Perspectives: Searching for the Signal(s)

In the next years effort has to be done to clarify how much of the genome is regulated at the level of alternative splicing in response to light by the different pathways, the role of photoreceptor proteins, plastid signals, and the possible interactions between them.

The chloroplast and the sensitivity of the photosynthetic mechanisms make this organelle ideal for the integration of different signals, not only from the environment, but also derived from the different tissues, developmental and nutritional states of plants. Besides the chloroplast retrograde signals derived from the redox state of the photosynthetic electron transport chain components, and those related to ROS, other retrograde signals related to chloroplast biogenesis have been studied: tetrapyrroles, those linked to thioredoxins, and other mechanisms.
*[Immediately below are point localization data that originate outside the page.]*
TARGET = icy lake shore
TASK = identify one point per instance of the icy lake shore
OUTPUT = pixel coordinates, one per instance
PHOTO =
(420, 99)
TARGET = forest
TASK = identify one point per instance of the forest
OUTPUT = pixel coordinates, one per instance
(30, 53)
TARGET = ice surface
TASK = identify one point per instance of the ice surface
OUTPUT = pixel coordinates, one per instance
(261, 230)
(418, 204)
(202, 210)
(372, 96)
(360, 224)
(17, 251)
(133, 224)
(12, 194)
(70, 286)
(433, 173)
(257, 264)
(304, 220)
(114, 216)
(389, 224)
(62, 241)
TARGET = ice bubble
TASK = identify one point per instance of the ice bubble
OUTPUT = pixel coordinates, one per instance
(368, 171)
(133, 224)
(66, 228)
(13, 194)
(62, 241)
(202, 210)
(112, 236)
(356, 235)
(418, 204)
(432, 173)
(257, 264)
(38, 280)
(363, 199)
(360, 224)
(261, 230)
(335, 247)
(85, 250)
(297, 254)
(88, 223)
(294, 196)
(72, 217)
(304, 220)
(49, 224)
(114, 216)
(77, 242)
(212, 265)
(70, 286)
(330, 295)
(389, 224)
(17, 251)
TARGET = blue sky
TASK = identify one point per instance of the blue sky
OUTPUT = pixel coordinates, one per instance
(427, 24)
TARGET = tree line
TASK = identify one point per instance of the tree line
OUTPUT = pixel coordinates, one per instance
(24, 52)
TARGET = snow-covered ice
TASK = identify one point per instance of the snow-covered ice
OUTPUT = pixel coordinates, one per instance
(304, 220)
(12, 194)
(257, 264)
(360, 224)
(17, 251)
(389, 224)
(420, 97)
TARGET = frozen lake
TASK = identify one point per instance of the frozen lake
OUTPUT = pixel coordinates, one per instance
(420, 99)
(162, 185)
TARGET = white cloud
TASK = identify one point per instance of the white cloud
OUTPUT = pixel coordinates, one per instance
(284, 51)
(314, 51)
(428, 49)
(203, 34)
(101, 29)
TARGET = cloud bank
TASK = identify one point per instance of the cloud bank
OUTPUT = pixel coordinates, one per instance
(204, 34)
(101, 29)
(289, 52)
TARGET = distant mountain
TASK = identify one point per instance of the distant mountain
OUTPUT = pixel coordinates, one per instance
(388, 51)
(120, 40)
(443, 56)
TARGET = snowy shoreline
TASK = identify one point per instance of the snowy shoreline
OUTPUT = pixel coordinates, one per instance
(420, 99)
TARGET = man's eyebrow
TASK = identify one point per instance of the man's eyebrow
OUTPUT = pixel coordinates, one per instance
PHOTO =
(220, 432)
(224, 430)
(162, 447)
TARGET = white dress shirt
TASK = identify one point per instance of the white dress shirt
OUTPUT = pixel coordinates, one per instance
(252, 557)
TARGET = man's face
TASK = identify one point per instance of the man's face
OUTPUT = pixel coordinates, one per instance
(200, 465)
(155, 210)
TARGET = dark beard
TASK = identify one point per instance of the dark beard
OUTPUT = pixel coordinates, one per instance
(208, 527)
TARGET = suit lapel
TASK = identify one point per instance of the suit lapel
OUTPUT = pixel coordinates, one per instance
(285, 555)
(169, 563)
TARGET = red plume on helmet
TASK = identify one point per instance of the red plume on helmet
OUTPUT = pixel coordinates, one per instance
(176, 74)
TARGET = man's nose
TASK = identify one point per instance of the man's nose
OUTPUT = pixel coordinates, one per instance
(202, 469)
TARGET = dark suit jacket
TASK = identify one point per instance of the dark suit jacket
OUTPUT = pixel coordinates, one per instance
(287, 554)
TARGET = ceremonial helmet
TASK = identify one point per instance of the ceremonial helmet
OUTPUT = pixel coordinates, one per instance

Sugars produced by photosynthesis, besides being the main source of biochemical energy, are also sensed as signals in the plant cell. The interaction of chloroplast signals with retrograde signals generated in mitochondria deserves further investigation. We are just starting to understand the way in which the different pieces work together: which genes are regulated, which processes are affected (i.e., chromatin, transcription, splicing, translation), and the possible connections and cross regulations of the different layers ().

Figure 1.

Scheme of light triggered signals affecting different aspects of nuclear gene expression. Photoreceptor proteins like phytochromes and cryptochromes absorb specific light wavelengths and transduce these signals into chromatin, transcriptional and post-transcriptional changes (see text for further details). The chloroplast is also able to act as a light sensor. Chloroplast derived retrograde signals, longer known for transcriptional regulation, are also able to regulate alternative splicing decisions in the nucleus.